Part (a)
Tangential stress (*longitudinal section*):

$F = 2T$

$pDL = 2(\sigma_t tL)$

$\sigma_t = \dfrac{pD}{2t} = \dfrac{4.5(400)}{2(20)}$

$\sigma_t = 45 \, \text{MPa}$ *answer*

Longitudinal Stress (*transverse section*):

$F = P$

$\frac{1}{4} \pi D^2 p = \sigma_l (\pi Dt)$

$\sigma_l = \dfrac{pD}{4t} = \dfrac{4.5(400)}{4(20)}$

$\sigma_l = 22.5 \, \text{MPa}$ *answer*

Part (b)

From (a), $\sigma_t = \dfrac{pD}{2t}$ and $\sigma_l = \dfrac{pD}{4t}$ thus, $\sigma_t = 2\sigma_l$, this shows that tangential stress is the critical.

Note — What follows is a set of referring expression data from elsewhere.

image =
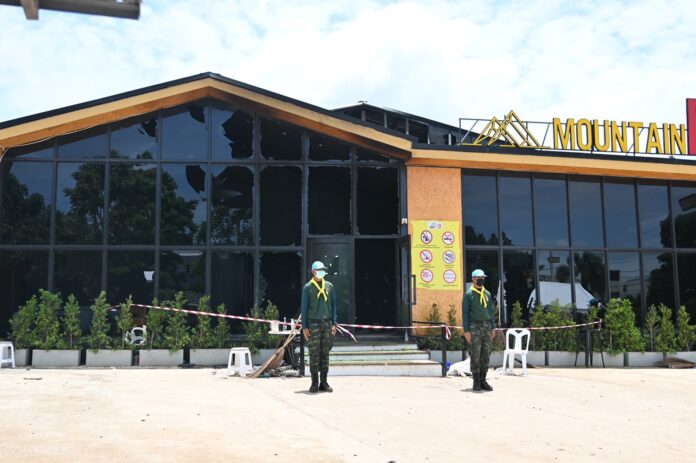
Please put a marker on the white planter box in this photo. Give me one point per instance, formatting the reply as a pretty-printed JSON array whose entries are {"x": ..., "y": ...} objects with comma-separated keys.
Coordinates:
[
  {"x": 453, "y": 356},
  {"x": 161, "y": 358},
  {"x": 559, "y": 358},
  {"x": 55, "y": 358},
  {"x": 21, "y": 357},
  {"x": 610, "y": 361},
  {"x": 109, "y": 358},
  {"x": 645, "y": 359},
  {"x": 690, "y": 356},
  {"x": 260, "y": 357},
  {"x": 209, "y": 357}
]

$\sigma_t = \dfrac{pD}{2t}$
$120 = \dfrac{p(400)}{2(20)}$

$p = 12 \, \text{MPa}$ *answer*

The bursting force will cause a stress in the longitudinal section that is twice to that of the transverse section. Thus, fracture is expected as shown.